Outside Hoffmann's Meat Market, people stood in line to buy freshly grilled strawberry brats. But it was quiet inside the 1917 store, where garlic sausages hung from hooks and pails of extra-fine lard lined the counter.
"Four years ago, we started making the strawberry brats, because as you can see, we were dead," said Heidi Regnitz. "We made 125 pounds the first year, and this year we made 672 pounds."
Regnitz grew up in town and says she would gladly trade all the gift shops for the pet store, shoe store and department store of her youth.

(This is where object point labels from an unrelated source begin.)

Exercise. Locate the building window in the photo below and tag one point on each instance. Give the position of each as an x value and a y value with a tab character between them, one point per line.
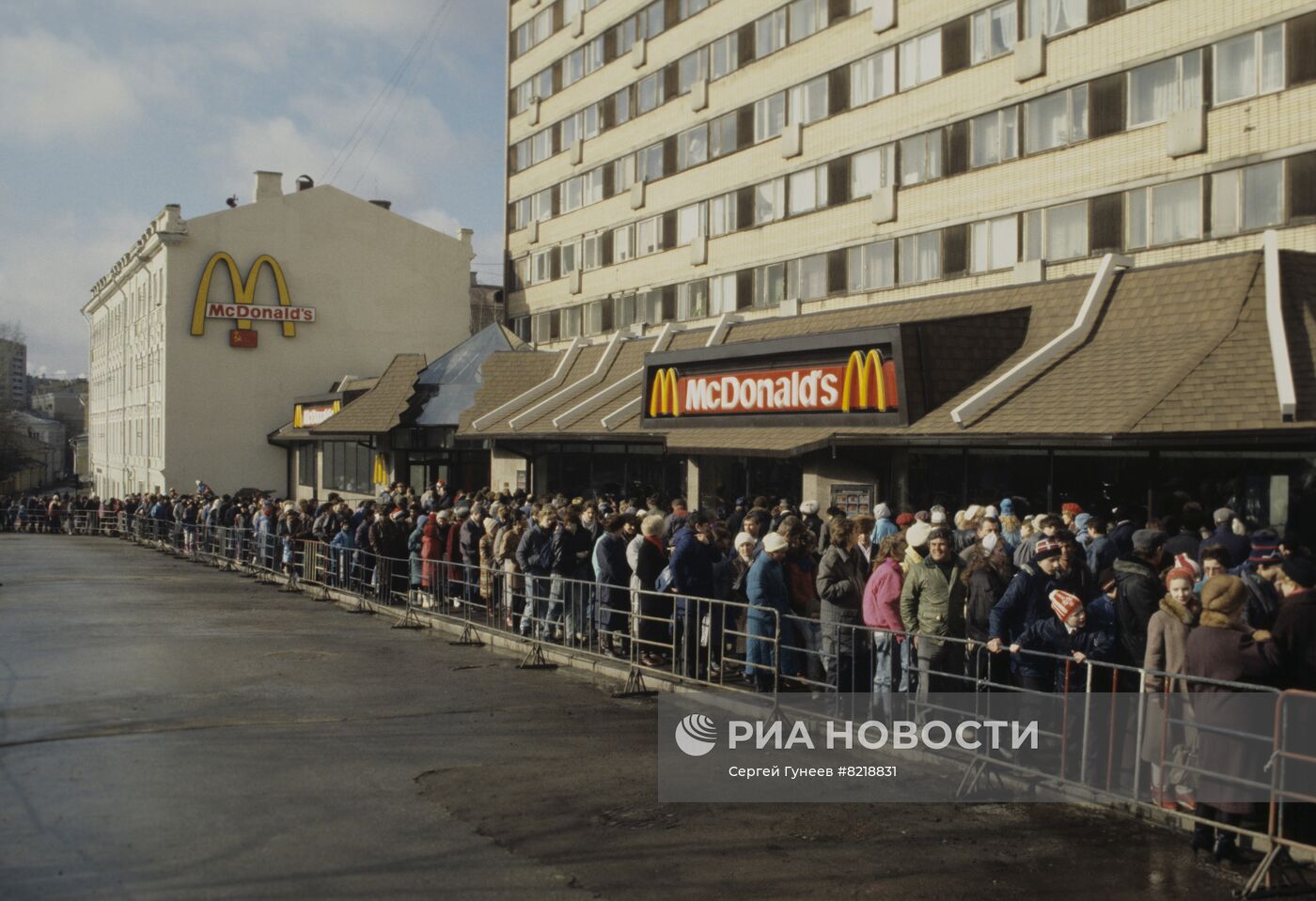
806	279
693	148
591	253
995	243
807	17
622	174
770	33
920	256
993	32
1165	87
572	322
769	201
1165	214
690	223
871	170
570	256
622	243
1249	65
920	158
769	117
649	236
649	94
693	300
808	101
1056	120
721	135
1053	17
306	464
721	214
572	194
649	163
542	206
808	191
871	266
346	467
594	186
541	267
721	293
769	285
1056	233
1247	199
723	55
872	78
994	137
691	68
920	59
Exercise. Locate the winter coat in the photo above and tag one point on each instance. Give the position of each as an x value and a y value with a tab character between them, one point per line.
882	596
932	602
614	574
1050	635
1262	598
1167	641
1101	555
1228	654
1137	596
839	583
1239	548
568	550
650	561
530	554
986	587
1026	601
1295	638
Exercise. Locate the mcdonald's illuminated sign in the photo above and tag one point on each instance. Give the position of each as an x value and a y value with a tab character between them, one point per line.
243	309
809	377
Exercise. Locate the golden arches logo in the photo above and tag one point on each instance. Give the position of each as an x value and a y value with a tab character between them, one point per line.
243	289
865	383
662	397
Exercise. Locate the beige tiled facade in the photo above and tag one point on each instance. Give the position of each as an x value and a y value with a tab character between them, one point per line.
1129	35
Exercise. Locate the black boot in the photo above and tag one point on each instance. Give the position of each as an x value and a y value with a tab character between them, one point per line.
1226	848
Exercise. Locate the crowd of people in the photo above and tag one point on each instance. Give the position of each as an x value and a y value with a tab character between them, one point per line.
790	595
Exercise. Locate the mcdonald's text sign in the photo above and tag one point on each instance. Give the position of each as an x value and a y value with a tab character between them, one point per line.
243	309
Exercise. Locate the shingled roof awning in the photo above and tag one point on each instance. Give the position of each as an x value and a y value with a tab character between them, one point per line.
1178	349
381	408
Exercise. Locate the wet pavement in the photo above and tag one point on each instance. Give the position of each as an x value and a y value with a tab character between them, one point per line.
173	732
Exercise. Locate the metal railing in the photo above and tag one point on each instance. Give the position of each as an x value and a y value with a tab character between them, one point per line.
1105	713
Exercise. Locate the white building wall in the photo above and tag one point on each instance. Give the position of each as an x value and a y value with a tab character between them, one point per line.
379	285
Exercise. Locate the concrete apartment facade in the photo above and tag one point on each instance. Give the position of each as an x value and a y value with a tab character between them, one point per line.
785	168
186	385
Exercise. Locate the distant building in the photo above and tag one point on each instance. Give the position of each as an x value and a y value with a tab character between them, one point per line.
52	441
13	371
206	326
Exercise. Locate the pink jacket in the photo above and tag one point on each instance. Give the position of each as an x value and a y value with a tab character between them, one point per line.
882	596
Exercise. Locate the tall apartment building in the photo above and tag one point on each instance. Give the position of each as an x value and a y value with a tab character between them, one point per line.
13	371
1033	201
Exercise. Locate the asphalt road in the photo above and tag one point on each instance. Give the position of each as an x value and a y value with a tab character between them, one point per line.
171	732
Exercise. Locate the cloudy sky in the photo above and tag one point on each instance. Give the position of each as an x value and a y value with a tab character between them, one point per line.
114	109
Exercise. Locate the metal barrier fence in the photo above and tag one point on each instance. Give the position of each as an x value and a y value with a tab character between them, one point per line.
736	646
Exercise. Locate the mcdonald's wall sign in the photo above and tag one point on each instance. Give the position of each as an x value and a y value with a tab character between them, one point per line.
243	309
846	377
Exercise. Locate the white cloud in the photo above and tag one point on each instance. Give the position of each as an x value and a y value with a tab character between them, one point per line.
55	88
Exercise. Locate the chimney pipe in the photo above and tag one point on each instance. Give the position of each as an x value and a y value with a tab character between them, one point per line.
267	186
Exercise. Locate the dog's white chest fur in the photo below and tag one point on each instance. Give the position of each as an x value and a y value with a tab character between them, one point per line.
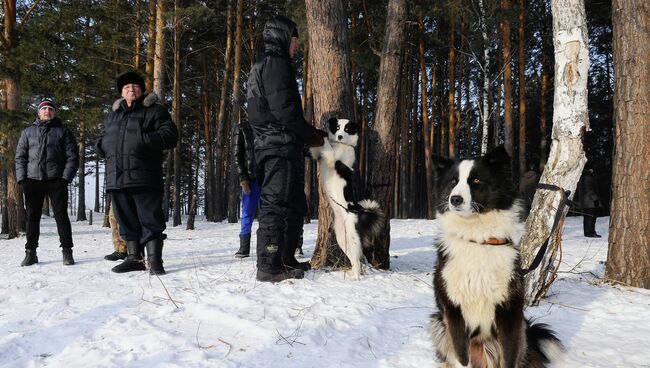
477	276
334	184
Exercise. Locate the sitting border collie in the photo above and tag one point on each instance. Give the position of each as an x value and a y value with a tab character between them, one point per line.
356	223
478	284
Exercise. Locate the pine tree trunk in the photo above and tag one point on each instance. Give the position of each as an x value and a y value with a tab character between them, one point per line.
308	108
96	207
207	134
485	113
221	120
81	204
176	113
628	259
383	130
329	54
566	158
522	92
452	87
507	80
233	187
425	122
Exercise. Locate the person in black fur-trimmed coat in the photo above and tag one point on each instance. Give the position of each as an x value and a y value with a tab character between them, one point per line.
136	132
280	130
47	159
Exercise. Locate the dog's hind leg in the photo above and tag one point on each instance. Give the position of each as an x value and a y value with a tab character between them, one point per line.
511	330
353	245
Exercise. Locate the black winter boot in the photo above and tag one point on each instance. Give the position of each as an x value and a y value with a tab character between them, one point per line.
30	258
154	256
67	256
277	277
133	261
115	256
244	246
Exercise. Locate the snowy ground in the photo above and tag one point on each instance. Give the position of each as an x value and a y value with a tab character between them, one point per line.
209	311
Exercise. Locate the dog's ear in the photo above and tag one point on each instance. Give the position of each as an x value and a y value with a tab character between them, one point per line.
498	158
331	124
351	128
440	165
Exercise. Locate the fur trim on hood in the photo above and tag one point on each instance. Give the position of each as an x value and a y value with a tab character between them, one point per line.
151	99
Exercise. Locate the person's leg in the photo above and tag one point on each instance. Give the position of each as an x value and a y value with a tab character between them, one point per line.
274	210
295	216
125	212
150	215
34	193
118	243
57	190
589	223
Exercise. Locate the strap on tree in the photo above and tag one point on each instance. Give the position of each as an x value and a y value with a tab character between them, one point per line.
564	201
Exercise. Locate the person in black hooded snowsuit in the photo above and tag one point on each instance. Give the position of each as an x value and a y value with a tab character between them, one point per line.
280	131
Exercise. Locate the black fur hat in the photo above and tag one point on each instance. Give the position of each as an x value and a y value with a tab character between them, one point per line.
129	78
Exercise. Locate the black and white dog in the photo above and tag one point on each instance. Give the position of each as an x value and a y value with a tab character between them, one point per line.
356	223
479	289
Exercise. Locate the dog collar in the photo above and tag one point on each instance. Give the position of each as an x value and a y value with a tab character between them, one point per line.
494	241
345	144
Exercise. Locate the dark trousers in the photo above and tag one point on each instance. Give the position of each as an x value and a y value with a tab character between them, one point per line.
589	221
283	207
139	213
35	192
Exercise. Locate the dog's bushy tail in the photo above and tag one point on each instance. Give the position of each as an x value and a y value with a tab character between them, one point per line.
370	221
544	347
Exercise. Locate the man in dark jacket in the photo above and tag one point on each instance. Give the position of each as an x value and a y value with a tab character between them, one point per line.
47	159
135	133
280	131
589	203
245	160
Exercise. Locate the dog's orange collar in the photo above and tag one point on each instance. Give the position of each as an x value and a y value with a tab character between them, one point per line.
494	241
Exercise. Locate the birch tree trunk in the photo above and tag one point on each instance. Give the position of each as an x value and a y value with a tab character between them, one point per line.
12	100
329	53
383	130
628	259
151	43
507	81
566	158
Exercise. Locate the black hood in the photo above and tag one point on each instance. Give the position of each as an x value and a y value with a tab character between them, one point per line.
51	123
277	35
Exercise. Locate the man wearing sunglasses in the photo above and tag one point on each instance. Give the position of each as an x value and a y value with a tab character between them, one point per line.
47	159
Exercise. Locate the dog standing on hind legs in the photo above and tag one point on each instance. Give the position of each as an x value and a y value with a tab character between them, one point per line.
479	289
357	224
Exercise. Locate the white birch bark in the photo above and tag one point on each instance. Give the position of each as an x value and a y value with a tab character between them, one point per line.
566	158
159	56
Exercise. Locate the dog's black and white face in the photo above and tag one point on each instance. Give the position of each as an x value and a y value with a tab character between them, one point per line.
343	131
472	187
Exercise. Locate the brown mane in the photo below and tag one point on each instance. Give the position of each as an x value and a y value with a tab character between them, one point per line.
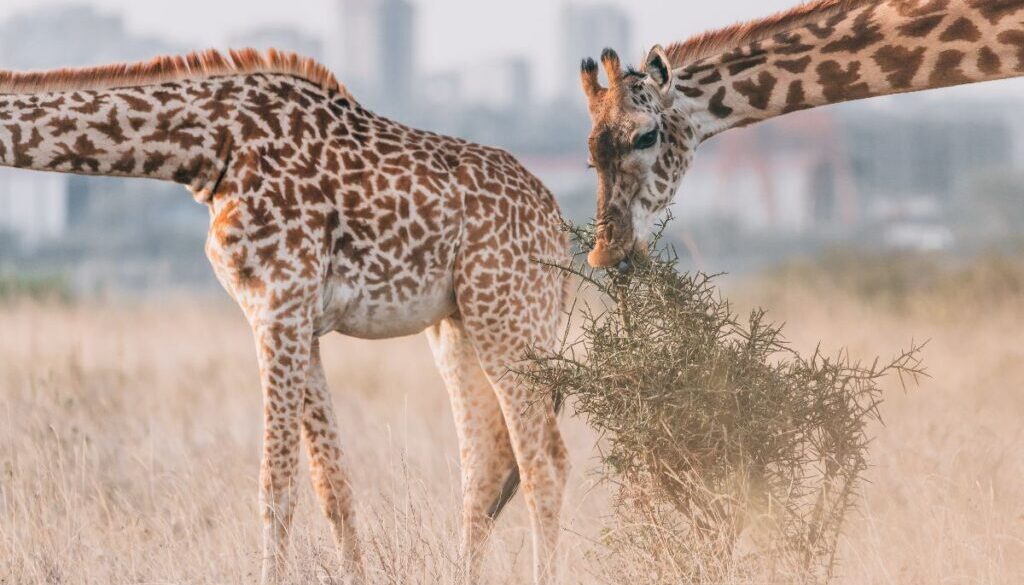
714	42
167	69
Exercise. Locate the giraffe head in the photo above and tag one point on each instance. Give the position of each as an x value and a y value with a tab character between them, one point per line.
640	145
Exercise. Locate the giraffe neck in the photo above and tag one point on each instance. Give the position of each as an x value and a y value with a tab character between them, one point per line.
875	47
178	131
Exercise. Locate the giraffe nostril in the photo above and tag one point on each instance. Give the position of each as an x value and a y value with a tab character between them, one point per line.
625	265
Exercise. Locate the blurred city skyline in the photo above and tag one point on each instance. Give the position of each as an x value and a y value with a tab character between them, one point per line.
937	170
451	33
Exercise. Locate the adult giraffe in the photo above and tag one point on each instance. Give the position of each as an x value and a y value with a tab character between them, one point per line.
648	123
327	217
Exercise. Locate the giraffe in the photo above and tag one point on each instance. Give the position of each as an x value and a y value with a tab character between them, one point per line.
648	122
326	217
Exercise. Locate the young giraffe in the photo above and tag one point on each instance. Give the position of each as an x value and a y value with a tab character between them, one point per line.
327	217
648	123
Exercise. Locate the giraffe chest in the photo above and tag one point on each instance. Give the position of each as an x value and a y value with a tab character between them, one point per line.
392	265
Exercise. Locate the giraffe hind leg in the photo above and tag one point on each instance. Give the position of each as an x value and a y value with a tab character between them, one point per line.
320	430
486	458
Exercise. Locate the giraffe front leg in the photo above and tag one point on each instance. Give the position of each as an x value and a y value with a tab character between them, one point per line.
284	349
485	453
320	428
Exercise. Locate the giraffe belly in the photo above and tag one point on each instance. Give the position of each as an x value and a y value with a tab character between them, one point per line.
354	311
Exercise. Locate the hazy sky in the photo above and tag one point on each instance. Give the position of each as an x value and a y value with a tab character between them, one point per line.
451	32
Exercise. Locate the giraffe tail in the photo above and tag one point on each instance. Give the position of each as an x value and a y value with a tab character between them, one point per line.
511	485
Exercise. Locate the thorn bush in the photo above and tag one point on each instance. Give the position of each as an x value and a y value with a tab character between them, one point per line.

Those shops, however, are very popular. All That Pizzazz! was packed with shoppers looking at tile birdhouses, hand-painted martini glasses and beaded purse pins that read, "I came, I saw, I bought."
People filed in and out of Savon Nouveau, sampling lotions and smelling soaps.
© Beth Gauper
Historic stone buildings line Washington Avenue.
At Cedar Creek Settlement, the winery was filled with people buying bottles of Strawberry Blush, Settlement Gold and Waterfall Riesling. Upstairs, shoppers walked narrow hallways past shops displaying pottery, paintings, vintage wear and antiques.
In the mill's courtyard, contestants were vying to see who could lap up bowls of strawberry shortcake fastest and blow the biggest bubble of strawberry gum. On Washington Avenue, people were downing glasses of Sprecher Strawberry Hefe Weiss and painting their own strawberry clay pots.
Mostly, the strawberry was a good excuse for a June festival, although once there was a big strawberry farm outside
town.
But it was sold to make room for condos — a familiar story. There are more condos and subdivisions in nearby towns, plus the franchises, big-box retailers and strip malls that blight towns everywhere.
Not in Cedarburg, though. They're miraculously absent from Cedarburg. Beyond the downtown historic district, there are modest homes. There's a drive-in, a city pool, a castle playground, a Piggly Wiggly. It looks exactly like — a small town.
It turns out the same people who worked hard to restore the town are working hard to keep the town what it is.
"They don't put up with too much in Cedarburg," says bakery worker Menzel.
"Cedarburg isn't going to change for another 50 years," says artist Rick Zarling.
© Beth Gauper
Cedar Creek Winery always is dressed for the season.
Chamber director Hage says there will be no runaway development in Cedarburg.
"The pressure from developers is pretty relentless here, but the political powers in this town are a force to be reckoned with," she says. "There are a lot of people looking out for Cedarburg."
Trip Tips: Cedarburg
Getting there: Cedarburg is half an hour north of Milwaukee.
2011 festivals: Feb. 5-6, Winter Festival, with ice-carving, barrel and bed races, hayrides, beer tasting, music and Alaskan malamute dog weight pulls.
June 25-26, Strawberry Festival. Sept. 17-18, Wine & Harvest Festival. Oct. 8-9, German Festival.
Nightlife: The Cedarburg Cultural Center on Washington Avenue hosts theater, concerts, art exhibits and heritage talks.
Bicycling: The 30-mile paved Ozaukee Interurban Trail, once a trolley line between Milwaukee and Sheboygan, starts just north of Milwaukee and goes through Cedarburg to Port Washington and beyond.
For more, see Bicycling along
Lake Michigan.
Accommodations: Reserve weekend lodgings far in advance — up to a year for Strawberry Festival and Wine &
Harvest Festival. From January through April, inns offer midweek specials.
The Washington House Inn, a restored 1886 cream-colored brick inn and 1870
annex on Cedarburg's main street, has 39 attractive rooms and suites. Rates include wine-and-cheese social hour, use of sauna
and a large breakfast buffet.
The Stagecoach Inn B&B, a restored 1853 stone inn and 1847 annex on
Cedarburg's main street, has 12 attractive rooms. Rates include a large continental breakfast.